I have a (big) boolean array and I'm looking for a way to fill True
where it merges two sequences of True
with minimal length.
For example:
a = np.array([True] *3 + [False] + [True] *4 + [False] *2 + [True] *2)
# a == array([ True, True, True, False, True, True, True, True, False, False, True, True])
closed_a = close(a, min_merge_size=2)
# closed_a == array([ True, True, True, True, True, True, True, True, False, False, True, True])
Here the False
value in index [3]
is converted to True
because on both sides it has a sequence of at least 2 True
elements. Conversely, elements [8]
and [9]
remain False
because the don't have such a sequence on both sides.

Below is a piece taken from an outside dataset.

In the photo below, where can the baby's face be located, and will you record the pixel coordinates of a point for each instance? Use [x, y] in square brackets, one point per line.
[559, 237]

I tried using scipy.ndimage.binary_closing with structure=[True True False True True]
(and with False
in the middle) but it doesn't give me what I need.
Any ideas?
This one was tough, but I was able to come up with something using itertools and more_itertools.

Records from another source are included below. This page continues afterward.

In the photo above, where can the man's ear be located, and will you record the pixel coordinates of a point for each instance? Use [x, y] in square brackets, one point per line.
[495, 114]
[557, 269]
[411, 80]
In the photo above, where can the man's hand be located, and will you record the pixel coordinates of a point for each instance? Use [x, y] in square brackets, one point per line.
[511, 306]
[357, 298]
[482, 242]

Similar to what you had, essentially, the idea is to take consecutive windows on the array, and just directly check if that window contains the indicator sequence of n * True, False, n * True
.
from itertools import chain
from more_itertools import windowed
def join_true_runs(seq, min_length_true=2):
n = min_length_true
sentinel = tuple(chain([True] * n, [False], [True] * n))
indecies = [
i + n for i, w in enumerate(windowed(seq, 2 * n + 1)) if w == sentinel
]
seq = seq.copy() #optional
seq[indecies] = True
return seq
You should probably write some tests to check for corner cases, though it does seem to work on this test array:
arr = np.array([True, True, True, False, True, True, True, False, True, False, True, True, False, False, True, True])
# array is unchanged
assert all(join_true_runs(arr, 4) == arr)
# only position 3 is changed
list(join_true_runs(arr, 3) == arr)
# returns [True,
# True,
# True,
# False,
# True,
# ...
# ]
Of course if you want to mutate the original array instead of returning a copy you can do that too.